Mit mindestens genauso großen Ambitionen steigt Morand Racing aus der ELMS auf. Benoit Morand hat Großes vor, hier soll die LMP2 bloß eine Zwischenstation sein - in den nächsten Jahren soll es direkt in die LMP1 gehen. Zu diesem Zweck spannt er mit einem ukrainischen Großunternehmen und mit dem japanischen Team und Entwickler Sigma Advanced Racing Development (SARD) zusammen. Zuvor gilt es aber noch etwas zu erledigen: In einer teameigenen Reality-Show wird aus 24 Kandidaten ein dritter Fahrer für Le Mans ausgewählt.

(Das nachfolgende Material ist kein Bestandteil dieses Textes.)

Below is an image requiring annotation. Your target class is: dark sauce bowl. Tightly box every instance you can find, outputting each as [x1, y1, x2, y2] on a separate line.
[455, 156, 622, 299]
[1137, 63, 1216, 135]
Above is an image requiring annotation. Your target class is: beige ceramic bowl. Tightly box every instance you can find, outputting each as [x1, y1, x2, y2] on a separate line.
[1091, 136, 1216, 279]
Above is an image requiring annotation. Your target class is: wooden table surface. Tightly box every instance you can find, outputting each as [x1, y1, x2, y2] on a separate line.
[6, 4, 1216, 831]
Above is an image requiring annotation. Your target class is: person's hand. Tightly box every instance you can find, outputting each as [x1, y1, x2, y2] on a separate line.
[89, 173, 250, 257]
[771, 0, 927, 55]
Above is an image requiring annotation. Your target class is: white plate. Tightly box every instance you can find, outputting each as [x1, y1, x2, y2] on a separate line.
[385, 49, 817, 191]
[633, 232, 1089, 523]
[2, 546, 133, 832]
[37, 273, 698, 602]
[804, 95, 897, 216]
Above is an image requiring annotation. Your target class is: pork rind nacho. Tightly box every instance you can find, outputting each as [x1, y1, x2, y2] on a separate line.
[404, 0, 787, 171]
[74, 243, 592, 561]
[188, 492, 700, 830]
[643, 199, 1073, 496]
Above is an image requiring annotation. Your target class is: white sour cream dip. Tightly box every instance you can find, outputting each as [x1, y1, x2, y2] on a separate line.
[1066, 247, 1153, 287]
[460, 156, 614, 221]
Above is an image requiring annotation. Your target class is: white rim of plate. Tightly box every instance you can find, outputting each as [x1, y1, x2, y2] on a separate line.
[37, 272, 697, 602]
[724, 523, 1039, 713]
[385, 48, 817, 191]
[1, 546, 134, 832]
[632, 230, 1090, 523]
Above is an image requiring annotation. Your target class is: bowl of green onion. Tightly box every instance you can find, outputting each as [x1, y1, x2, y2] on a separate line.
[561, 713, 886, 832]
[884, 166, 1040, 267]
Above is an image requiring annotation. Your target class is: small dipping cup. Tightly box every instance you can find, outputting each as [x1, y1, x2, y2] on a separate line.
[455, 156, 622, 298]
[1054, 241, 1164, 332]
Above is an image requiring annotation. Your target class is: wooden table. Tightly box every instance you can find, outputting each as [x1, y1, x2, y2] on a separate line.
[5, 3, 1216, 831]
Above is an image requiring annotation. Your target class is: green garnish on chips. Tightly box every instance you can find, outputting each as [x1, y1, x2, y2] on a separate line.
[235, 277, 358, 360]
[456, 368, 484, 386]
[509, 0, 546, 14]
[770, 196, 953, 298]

Dabei sein ist alles: Oak Racing schickt eine Rentnertruppe ins Rennen, Foto: Adrenal Media
Dabei sein ist alles: Oak Racing schickt eine Rentnertruppe ins Rennen, Foto: Adrenal Media

Mit Christian Klien, Koki Saga und Zoel Amberg teilt sich eine ausgewogene Mischung aus Erfahrung und jugendlichem Draufgängertum den ersten Morgan Evo. Mit Pierre Ragues und Oliver Webb sitzen im zweiten Fahrzeug zwei ehemalige Signatech-Piloten, die gegen ihr früheres Team fahren werden. Bei den restlichen Läufen abseits von Le Mans wird Ex-IndyCar-Pilot Tristan Vautier mit am Lenkrad drehen, der Platin-Ranking besitzt. Das Feld wird komplettiert von der wohl einzigen Truppe, die den eigentlichen vom ACO vorgesehen LMP2-Geist lebt: Jacques Nicolet, Jean-Marc Merlin und Erik Maris werden wohl nicht für Siege in Frage kommen, aber sicher viel Spaß haben.

Wie in der GTE Am hängt das Ergebnis in der LMP2 vor allem davon ab, wie gut sich die Amateurfahrer schlagen. Sie geben den Ausschlag über Sieg und Niederlage. Auch die Taktik spielt eine Rolle: Den Amateurfahrer früh einsetzen und auf ein späteres Safety Car hoffen? Oder den Amateur erst spät ins Cockpit setzen, wenn sich das Feld auseinandergezogen und gelichtet hat? Die spannendste Saison in der LMP2 steht unmittelbar bevor, doch der Beigeschmack, dass mit dieser Vielfalt in zwei Jahren Schluss sein wird, wird immer im Hintergrund präsent sein.